Устройство нехитрое: обыкновенный компрессор засасывает воду из одного бака и специальное масло из другого бака, сжимает их, и из черной трубы на конце машины выдувается белая туча тумана, которая может покрыть все поле за девяносто секунд. Это было первое, что я увидел, когда приземлились в Европе, – туман из таких машин. За нашим транспортным самолетом увязались перехватчики, и, как только мы сели, туманная команда запустила машины. Мы смотрели в круглые поцарапанные иллюминаторы и увидели, как джипы подвезли эти машины к самолету, а потом заклубился туман, поплыл по полю и залепил стекла, точно мокрая вата.
Из самолета шли на звук судейского свистка – свистел лейтенант, и похоже это было на крик перелетного гуся. Как только я вылез из люка, стало видно не дальше чем на метр. Казалось, ты на поле совсем один. Враг тебе был не опасен, но ты чувствовал себя ужасно одиноким. Звуки замирали и растворялись уже в нескольких шагах, и ты не слышал никого из своего взвода, ничего, кроме отрывистых свистков в мягкой, пушистой белизне, такой густой, что в ней терялось даже твое тело ниже пояса; видел защитную рубашку, медную пряжку на поясе, а дальше только белое, как будто ниже пояса ты тоже растворился в тумане.

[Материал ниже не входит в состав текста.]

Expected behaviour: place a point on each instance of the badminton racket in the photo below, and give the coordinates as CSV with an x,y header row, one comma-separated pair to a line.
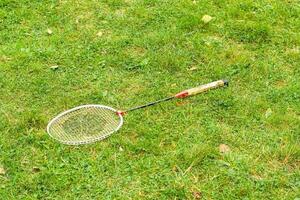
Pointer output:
x,y
89,123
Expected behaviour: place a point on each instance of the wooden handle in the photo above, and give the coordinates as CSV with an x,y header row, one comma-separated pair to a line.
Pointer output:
x,y
202,88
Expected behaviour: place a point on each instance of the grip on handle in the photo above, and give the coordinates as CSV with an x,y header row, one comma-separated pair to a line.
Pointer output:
x,y
202,88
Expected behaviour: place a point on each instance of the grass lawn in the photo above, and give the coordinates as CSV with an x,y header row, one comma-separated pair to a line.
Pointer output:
x,y
240,142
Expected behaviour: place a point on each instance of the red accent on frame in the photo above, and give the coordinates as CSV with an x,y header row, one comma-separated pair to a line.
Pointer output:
x,y
182,94
120,113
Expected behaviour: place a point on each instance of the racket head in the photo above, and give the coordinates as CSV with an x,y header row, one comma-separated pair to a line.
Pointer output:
x,y
85,124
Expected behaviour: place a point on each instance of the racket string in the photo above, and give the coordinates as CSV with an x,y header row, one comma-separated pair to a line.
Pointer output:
x,y
85,124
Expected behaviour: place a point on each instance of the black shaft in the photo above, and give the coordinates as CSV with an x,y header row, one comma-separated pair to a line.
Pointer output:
x,y
150,104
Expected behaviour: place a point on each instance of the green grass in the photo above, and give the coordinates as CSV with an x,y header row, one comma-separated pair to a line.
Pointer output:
x,y
124,53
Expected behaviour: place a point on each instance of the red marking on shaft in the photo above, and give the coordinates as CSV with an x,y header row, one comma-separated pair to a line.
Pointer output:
x,y
182,94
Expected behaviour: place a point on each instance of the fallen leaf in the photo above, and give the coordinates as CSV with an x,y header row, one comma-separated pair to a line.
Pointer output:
x,y
36,169
257,177
268,112
193,68
178,103
49,31
197,195
100,33
2,171
104,93
223,148
174,168
54,67
206,19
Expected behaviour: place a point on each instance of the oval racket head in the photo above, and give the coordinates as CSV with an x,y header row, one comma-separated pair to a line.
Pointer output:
x,y
85,124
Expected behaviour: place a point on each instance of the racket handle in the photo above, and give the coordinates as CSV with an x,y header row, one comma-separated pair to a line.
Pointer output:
x,y
202,88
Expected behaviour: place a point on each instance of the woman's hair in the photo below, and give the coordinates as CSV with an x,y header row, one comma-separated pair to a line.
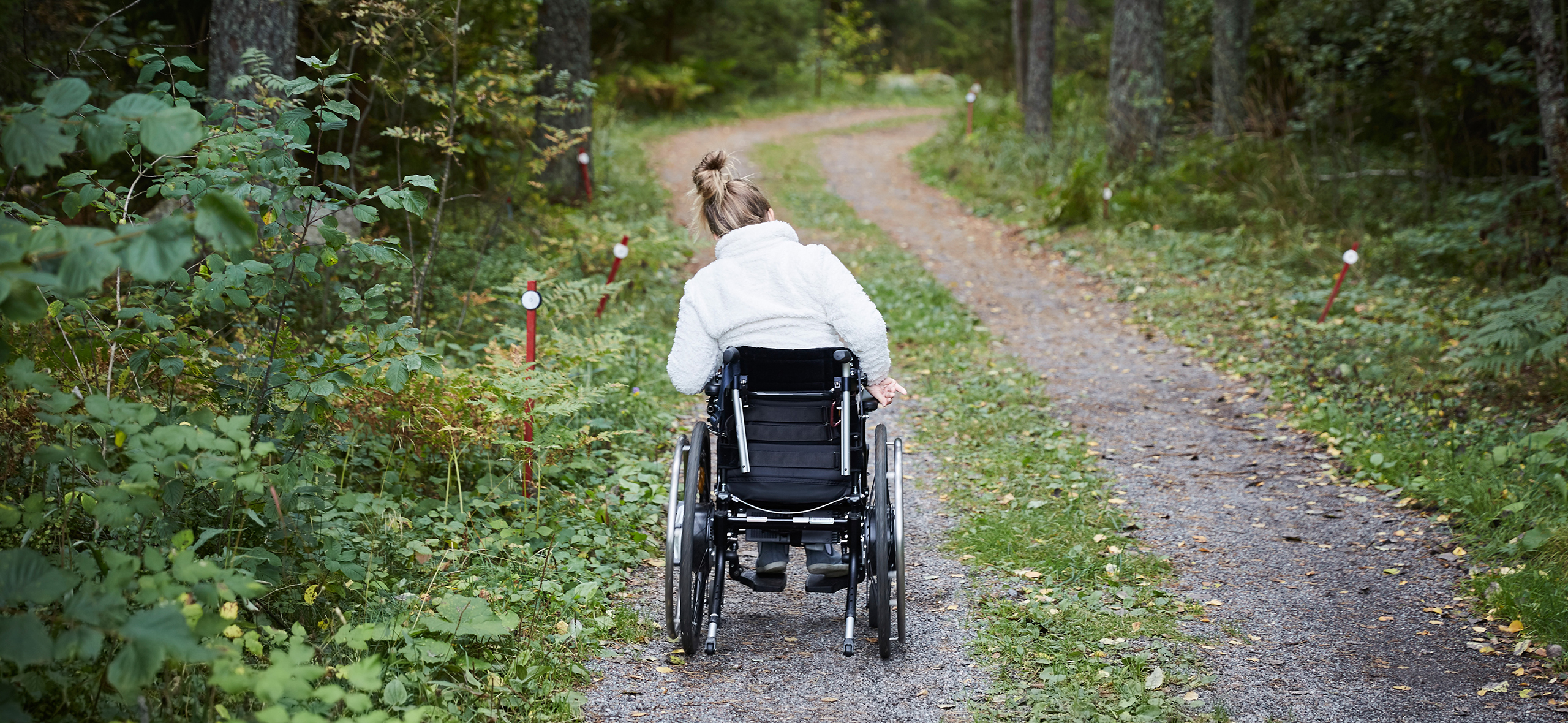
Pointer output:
x,y
725,203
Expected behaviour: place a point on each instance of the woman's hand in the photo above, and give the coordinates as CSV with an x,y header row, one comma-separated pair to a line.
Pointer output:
x,y
886,390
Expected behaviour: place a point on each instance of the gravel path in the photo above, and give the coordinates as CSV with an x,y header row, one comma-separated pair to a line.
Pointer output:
x,y
1308,625
780,653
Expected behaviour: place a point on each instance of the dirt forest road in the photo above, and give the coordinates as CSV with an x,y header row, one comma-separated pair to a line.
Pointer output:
x,y
1306,626
780,653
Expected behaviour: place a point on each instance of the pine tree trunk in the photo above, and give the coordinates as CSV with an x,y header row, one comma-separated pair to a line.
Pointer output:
x,y
1137,80
1233,29
1020,51
1550,90
1042,66
564,48
237,26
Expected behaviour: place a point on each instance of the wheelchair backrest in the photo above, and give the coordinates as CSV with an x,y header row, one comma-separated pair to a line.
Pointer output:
x,y
788,371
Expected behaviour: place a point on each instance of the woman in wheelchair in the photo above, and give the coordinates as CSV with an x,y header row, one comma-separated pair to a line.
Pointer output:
x,y
764,293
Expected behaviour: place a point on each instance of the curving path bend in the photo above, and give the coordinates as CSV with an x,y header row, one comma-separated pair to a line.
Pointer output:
x,y
1308,626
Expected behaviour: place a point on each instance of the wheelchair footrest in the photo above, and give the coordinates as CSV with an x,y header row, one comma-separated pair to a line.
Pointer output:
x,y
761,584
821,584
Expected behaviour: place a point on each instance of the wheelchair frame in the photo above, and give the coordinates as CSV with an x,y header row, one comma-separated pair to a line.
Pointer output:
x,y
866,524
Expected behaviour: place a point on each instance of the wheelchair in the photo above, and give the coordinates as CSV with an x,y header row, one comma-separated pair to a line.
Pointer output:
x,y
783,457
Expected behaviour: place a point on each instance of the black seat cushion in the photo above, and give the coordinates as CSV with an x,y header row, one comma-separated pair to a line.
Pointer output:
x,y
794,443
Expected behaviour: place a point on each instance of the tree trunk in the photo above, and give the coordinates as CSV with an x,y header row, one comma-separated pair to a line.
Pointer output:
x,y
564,48
1042,66
237,26
1233,29
1137,80
1020,52
1553,99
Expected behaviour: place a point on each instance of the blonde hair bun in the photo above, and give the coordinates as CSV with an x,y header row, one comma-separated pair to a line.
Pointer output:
x,y
722,201
712,175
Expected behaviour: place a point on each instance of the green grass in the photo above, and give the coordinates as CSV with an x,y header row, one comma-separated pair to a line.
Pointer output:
x,y
1384,382
1087,621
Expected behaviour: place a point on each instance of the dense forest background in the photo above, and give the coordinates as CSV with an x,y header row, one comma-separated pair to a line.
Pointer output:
x,y
270,444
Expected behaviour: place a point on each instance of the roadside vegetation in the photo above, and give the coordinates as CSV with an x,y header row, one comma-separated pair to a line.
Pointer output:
x,y
265,405
1076,621
1437,377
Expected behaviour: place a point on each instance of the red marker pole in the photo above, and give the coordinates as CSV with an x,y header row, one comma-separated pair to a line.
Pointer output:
x,y
530,301
1351,258
622,250
970,121
582,162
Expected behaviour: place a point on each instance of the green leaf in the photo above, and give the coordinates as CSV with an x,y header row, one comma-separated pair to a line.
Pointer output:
x,y
24,303
333,159
24,640
458,615
396,694
137,105
397,376
364,675
421,181
85,262
225,222
105,135
80,642
65,96
344,107
173,131
159,253
415,203
27,578
35,142
165,628
135,667
172,366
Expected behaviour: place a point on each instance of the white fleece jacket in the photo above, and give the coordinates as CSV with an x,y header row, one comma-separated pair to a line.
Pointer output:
x,y
766,289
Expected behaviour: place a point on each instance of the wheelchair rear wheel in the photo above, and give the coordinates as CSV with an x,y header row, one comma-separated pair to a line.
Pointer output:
x,y
882,547
696,550
675,518
897,539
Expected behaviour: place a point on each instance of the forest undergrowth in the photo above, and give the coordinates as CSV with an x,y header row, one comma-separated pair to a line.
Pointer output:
x,y
1437,379
1074,620
244,482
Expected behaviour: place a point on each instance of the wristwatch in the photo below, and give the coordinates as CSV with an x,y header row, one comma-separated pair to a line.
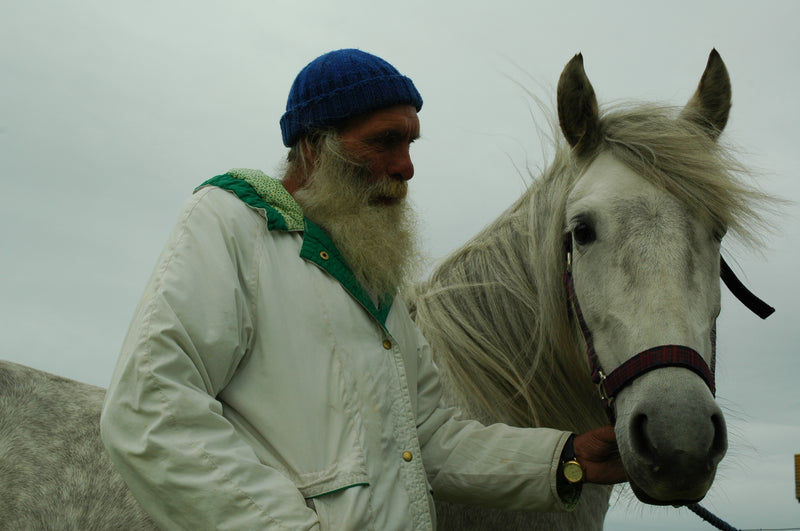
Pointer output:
x,y
571,469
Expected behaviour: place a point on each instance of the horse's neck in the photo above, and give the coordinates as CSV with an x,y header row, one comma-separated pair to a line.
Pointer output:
x,y
507,323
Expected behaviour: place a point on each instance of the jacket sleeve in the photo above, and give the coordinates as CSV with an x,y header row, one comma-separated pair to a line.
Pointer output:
x,y
494,466
161,423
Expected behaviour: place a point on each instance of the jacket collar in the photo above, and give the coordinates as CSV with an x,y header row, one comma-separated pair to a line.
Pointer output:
x,y
262,192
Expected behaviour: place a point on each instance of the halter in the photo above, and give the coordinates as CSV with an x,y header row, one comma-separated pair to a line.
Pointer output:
x,y
609,385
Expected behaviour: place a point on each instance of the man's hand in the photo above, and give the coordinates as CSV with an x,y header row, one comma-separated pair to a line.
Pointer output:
x,y
597,452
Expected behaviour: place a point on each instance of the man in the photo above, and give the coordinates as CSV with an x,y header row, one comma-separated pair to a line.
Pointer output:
x,y
272,378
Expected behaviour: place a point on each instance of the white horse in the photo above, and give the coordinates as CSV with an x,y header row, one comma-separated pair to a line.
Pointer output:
x,y
637,203
614,252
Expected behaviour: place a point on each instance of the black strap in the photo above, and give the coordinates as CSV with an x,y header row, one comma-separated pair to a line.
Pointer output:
x,y
745,296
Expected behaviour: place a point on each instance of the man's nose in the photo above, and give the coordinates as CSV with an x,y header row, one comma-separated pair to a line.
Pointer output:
x,y
401,166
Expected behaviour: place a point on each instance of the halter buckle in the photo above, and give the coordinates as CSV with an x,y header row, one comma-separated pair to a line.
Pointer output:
x,y
601,388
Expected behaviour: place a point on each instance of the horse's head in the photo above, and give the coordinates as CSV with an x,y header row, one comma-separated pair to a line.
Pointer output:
x,y
643,225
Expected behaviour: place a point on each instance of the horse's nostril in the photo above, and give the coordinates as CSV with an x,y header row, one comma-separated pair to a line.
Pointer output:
x,y
641,442
719,445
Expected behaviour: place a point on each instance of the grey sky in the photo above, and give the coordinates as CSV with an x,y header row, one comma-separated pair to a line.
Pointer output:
x,y
111,112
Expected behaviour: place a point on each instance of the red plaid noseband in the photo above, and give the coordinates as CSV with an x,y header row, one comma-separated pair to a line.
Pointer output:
x,y
609,385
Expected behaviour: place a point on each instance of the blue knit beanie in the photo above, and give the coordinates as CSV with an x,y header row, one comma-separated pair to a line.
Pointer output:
x,y
339,85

А потом другой солдат, заблудившийся, как и ты, вдруг появлялся прямо перед глазами – так крупно и ясно ты не видел человеческого лица никогда в жизни. Глаза твои изо всех сил старались прорвать туман, и, когда что-то появляется перед ними, каждая подробность видна в десять раз яснее обычного, так ясно, что вы оба поневоле отворачиваетесь. Когда перед тобой появляется человек, ты не хочешь смотреть ему в лицо, и он не хочет – очень уж больно видеть кого-то с такой ясностью, как будто смотришь ему внутрь, – но отвернуться и совсем его потерять тоже неохота. Вот и выбирай: либо напрягайся и смотри на то, что появляется из тумана, хотя смотреть больно, либо расслабься и пропади во мгле.
Они купили такую туманную машину, списанную в армии, подсоединили к вентиляции в новом корпусе до того, как нас туда перевели, и поначалу, чтобы не потеряться, я вглядывался в туман изо всех сил – так же, как на аэродромах в Европе. Тут никто свистком не сигналил и веревок не натягивал; оставалось только зацепиться за что-нибудь глазами, чтобы не пропасть. Иногда все равно пропадал, тонул в нем, чтобы спрятаться, а после каждый раз оказывался на одном и том же месте, перед одной и той же металлической дверью с рядом заклепок, похожих на глаза, и без номера, словно эта дверь притягивала меня, сколько бы я ни сопротивлялся, словно ток, который вырабатывали за дверью эти демоны, посылался по лучу сквозь туман и приводил меня туда, как робота.